Akademik Veri Yönetim Sistemi
PHYSICA STATUS SOLIDI - RAPID RESEARCH LETETRS, cilt.2025, sa.2500197 , ss.1-9, 2025 (SCI-Expanded)
Herein, Cu2BaSnSe4 (CBTSe) thin films are fabricated via a two-stage process combining spin coating and thermal evaporation, followed by rapid thermal annealing at selenization temperatures of 525, 550, and 575 °C. Cu–Ba–Sn precursor films are prepared by spin coating, and a Se-cap layer is deposited by thermal evaporation. Structural, optical, and electrical properties are investigated using X-ray diffraction (XRD), Raman spectroscopy, scanning electron microscope (SEM), energy-dispersive X-ray spectroscopy, photoluminescence (PL), and Van der Pauw measurements. XRD confirms the formation of the hexagonal CBTSe phase, with the largest crystallite size (≈78 nm) at 575 °C. Minor SnSe and Ba–Sn–O secondary phases are also detected. SEM reveals dense polycrystalline structures with grain growth at higher temperatures.

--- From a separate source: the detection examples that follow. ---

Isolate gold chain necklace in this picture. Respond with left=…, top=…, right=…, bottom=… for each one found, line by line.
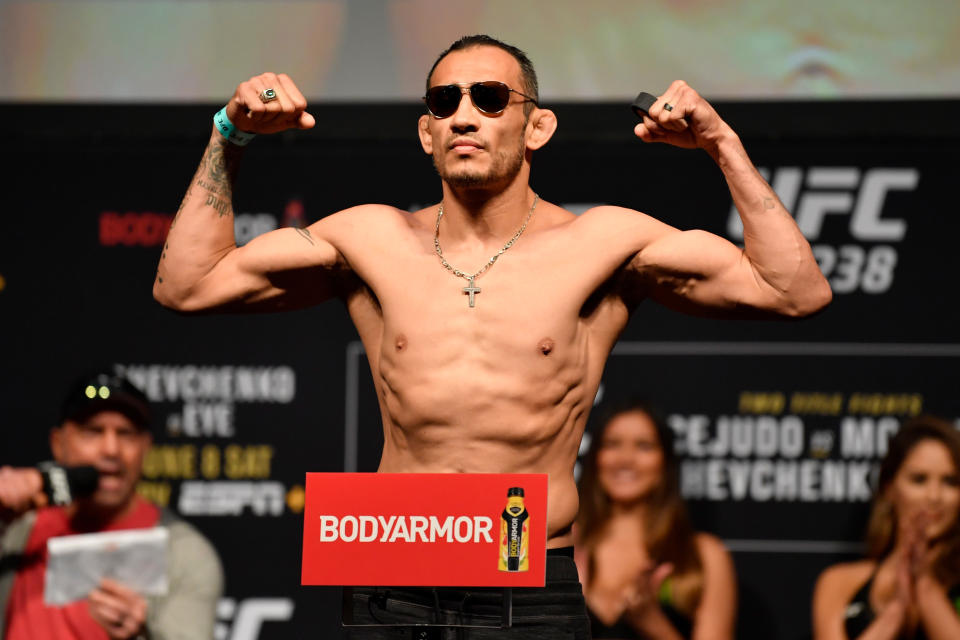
left=433, top=194, right=540, bottom=307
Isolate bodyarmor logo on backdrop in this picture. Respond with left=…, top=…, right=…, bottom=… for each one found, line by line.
left=727, top=167, right=920, bottom=294
left=99, top=198, right=307, bottom=247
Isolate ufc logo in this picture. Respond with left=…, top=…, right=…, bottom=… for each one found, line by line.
left=727, top=167, right=920, bottom=242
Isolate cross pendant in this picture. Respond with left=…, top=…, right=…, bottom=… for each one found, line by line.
left=463, top=276, right=480, bottom=307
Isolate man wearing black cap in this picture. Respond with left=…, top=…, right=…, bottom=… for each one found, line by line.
left=0, top=373, right=223, bottom=640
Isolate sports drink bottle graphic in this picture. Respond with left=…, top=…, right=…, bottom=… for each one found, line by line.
left=497, top=487, right=530, bottom=571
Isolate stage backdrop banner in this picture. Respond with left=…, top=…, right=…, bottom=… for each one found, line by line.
left=0, top=101, right=960, bottom=640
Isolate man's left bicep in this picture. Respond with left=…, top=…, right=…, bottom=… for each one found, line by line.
left=633, top=230, right=774, bottom=315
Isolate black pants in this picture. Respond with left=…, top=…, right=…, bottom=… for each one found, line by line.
left=344, top=549, right=590, bottom=640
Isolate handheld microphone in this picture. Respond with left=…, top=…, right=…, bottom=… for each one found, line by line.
left=630, top=91, right=657, bottom=120
left=37, top=462, right=100, bottom=506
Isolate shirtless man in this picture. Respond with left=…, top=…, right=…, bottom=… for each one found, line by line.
left=154, top=36, right=831, bottom=640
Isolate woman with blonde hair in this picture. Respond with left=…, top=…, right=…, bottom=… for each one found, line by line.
left=813, top=416, right=960, bottom=640
left=576, top=401, right=736, bottom=640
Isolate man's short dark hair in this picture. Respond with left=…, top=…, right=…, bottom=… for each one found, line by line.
left=427, top=34, right=540, bottom=108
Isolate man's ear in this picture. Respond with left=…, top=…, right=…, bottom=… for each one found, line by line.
left=527, top=108, right=557, bottom=151
left=417, top=113, right=433, bottom=156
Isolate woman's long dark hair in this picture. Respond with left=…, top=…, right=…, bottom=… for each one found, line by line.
left=577, top=398, right=703, bottom=601
left=867, top=415, right=960, bottom=587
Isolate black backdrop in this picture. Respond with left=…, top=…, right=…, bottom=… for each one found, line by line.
left=0, top=101, right=960, bottom=640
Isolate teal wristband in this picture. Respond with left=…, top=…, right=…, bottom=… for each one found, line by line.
left=213, top=107, right=257, bottom=147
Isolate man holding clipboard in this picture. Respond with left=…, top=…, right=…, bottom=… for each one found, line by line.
left=0, top=372, right=223, bottom=640
left=154, top=36, right=831, bottom=638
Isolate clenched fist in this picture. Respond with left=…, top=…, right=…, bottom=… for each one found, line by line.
left=227, top=73, right=316, bottom=133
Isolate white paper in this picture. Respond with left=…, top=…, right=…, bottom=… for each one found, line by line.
left=43, top=527, right=169, bottom=606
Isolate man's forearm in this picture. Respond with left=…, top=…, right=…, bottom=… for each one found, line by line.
left=708, top=131, right=831, bottom=314
left=153, top=129, right=243, bottom=306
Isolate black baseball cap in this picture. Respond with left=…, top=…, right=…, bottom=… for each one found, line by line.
left=60, top=371, right=150, bottom=429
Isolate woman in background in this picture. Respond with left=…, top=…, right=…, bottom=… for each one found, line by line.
left=576, top=402, right=736, bottom=640
left=813, top=416, right=960, bottom=640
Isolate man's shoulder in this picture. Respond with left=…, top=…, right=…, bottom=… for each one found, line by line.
left=314, top=203, right=430, bottom=235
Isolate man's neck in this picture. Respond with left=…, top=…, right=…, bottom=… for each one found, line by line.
left=440, top=180, right=535, bottom=244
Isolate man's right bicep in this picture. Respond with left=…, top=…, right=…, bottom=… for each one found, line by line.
left=168, top=228, right=344, bottom=312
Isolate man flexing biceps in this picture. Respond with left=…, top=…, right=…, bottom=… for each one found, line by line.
left=154, top=36, right=831, bottom=637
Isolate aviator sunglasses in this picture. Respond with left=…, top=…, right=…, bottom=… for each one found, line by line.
left=423, top=80, right=537, bottom=118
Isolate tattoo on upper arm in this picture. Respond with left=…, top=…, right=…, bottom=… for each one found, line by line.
left=204, top=193, right=233, bottom=218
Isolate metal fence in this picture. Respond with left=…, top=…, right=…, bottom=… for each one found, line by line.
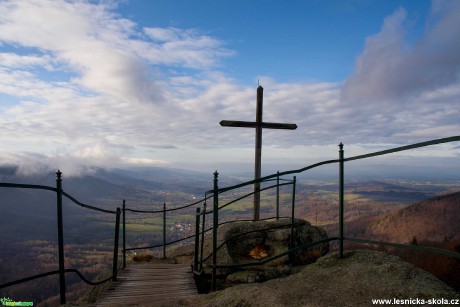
left=194, top=136, right=460, bottom=290
left=0, top=136, right=460, bottom=304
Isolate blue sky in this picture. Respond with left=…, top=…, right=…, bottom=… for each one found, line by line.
left=0, top=0, right=460, bottom=174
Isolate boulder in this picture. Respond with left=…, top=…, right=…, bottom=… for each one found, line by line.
left=199, top=218, right=329, bottom=283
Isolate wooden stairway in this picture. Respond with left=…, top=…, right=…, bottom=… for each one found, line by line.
left=95, top=262, right=198, bottom=306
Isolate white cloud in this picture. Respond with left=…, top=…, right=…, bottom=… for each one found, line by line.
left=0, top=0, right=460, bottom=176
left=342, top=1, right=460, bottom=102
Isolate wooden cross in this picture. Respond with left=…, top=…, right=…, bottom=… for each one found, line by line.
left=220, top=86, right=297, bottom=221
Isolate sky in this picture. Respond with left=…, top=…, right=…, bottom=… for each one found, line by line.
left=0, top=0, right=460, bottom=174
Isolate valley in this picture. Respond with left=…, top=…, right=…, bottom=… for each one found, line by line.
left=0, top=168, right=460, bottom=306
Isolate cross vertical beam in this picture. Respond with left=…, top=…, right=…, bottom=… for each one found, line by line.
left=220, top=86, right=297, bottom=221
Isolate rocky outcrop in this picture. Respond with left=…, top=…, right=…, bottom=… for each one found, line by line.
left=199, top=219, right=329, bottom=283
left=159, top=251, right=460, bottom=307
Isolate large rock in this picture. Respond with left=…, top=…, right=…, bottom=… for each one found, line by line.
left=199, top=219, right=329, bottom=283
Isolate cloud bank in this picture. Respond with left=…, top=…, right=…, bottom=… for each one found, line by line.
left=0, top=0, right=460, bottom=174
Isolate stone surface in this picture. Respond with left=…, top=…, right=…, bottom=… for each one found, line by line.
left=158, top=251, right=460, bottom=307
left=199, top=219, right=329, bottom=282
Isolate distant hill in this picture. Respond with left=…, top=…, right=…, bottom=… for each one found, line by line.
left=346, top=192, right=460, bottom=243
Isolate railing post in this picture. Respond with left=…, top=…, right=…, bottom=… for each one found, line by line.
left=212, top=171, right=219, bottom=291
left=112, top=207, right=121, bottom=281
left=200, top=202, right=206, bottom=271
left=289, top=176, right=297, bottom=248
left=163, top=203, right=166, bottom=259
left=339, top=143, right=344, bottom=258
left=193, top=207, right=201, bottom=272
left=276, top=171, right=280, bottom=220
left=123, top=199, right=126, bottom=269
left=56, top=170, right=66, bottom=305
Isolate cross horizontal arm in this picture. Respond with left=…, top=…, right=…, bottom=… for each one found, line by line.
left=220, top=120, right=297, bottom=130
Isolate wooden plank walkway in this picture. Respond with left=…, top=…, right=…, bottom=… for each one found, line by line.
left=95, top=262, right=198, bottom=306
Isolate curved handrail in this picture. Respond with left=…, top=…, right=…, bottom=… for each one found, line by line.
left=125, top=196, right=212, bottom=213
left=205, top=180, right=294, bottom=214
left=0, top=269, right=120, bottom=289
left=0, top=182, right=58, bottom=192
left=206, top=135, right=460, bottom=193
left=62, top=191, right=117, bottom=214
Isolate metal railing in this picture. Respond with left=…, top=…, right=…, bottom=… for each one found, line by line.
left=0, top=171, right=121, bottom=304
left=0, top=136, right=460, bottom=304
left=194, top=136, right=460, bottom=290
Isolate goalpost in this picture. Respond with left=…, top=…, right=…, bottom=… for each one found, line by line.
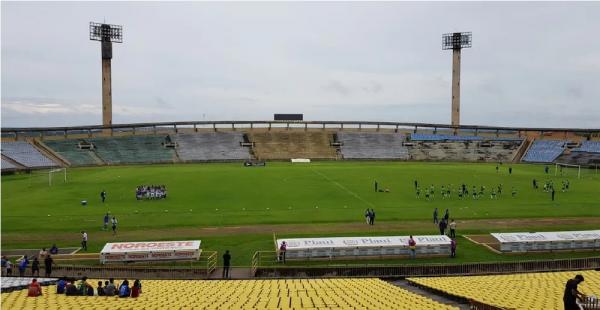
left=48, top=168, right=67, bottom=186
left=554, top=163, right=581, bottom=179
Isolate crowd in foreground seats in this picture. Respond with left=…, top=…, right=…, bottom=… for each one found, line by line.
left=50, top=277, right=142, bottom=298
left=135, top=185, right=167, bottom=200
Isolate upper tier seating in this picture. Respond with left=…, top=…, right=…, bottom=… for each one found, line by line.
left=249, top=131, right=336, bottom=160
left=337, top=132, right=408, bottom=159
left=1, top=141, right=57, bottom=168
left=86, top=136, right=175, bottom=164
left=408, top=271, right=600, bottom=310
left=2, top=159, right=18, bottom=171
left=173, top=132, right=250, bottom=161
left=573, top=141, right=600, bottom=153
left=410, top=133, right=483, bottom=141
left=408, top=140, right=522, bottom=162
left=410, top=133, right=523, bottom=141
left=556, top=151, right=600, bottom=167
left=523, top=140, right=567, bottom=163
left=44, top=140, right=97, bottom=166
left=2, top=279, right=457, bottom=310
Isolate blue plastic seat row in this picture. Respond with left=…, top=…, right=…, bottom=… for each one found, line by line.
left=523, top=140, right=568, bottom=163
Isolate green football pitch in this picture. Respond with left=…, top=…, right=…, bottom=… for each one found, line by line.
left=1, top=162, right=600, bottom=264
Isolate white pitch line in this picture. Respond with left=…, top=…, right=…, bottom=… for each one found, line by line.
left=310, top=168, right=375, bottom=208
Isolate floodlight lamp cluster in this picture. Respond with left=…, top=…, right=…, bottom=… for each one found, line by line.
left=90, top=22, right=123, bottom=43
left=442, top=32, right=473, bottom=50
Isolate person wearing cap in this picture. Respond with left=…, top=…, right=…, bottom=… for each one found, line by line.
left=563, top=274, right=585, bottom=310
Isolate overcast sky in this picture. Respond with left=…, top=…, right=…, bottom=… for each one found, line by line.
left=1, top=1, right=600, bottom=128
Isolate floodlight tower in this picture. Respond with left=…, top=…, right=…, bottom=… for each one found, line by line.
left=442, top=32, right=472, bottom=126
left=90, top=22, right=123, bottom=127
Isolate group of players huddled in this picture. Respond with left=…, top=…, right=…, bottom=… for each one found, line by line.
left=135, top=185, right=167, bottom=200
left=415, top=166, right=571, bottom=201
left=415, top=180, right=517, bottom=201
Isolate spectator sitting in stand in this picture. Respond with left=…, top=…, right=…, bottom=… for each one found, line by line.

Surface morphology analysis shows that roughness increases from 34.90 nm (525 °C) to 84.30 nm (575 °C), consistent with SEM observations and literature trends indicating grain coarsening at higher annealing temperatures. PL spectra exhibit emission near 1.91–1.93 eV. All films display p-type conductivity with carrier concentrations around 1016 cm−3. Among the investigated samples, the film selenized at 575 °C demonstrates superior crystallinity, enhances optical absorption, increases roughness, and improves electrical performance, making it a promising candidate for high-efficiency solar cell applications.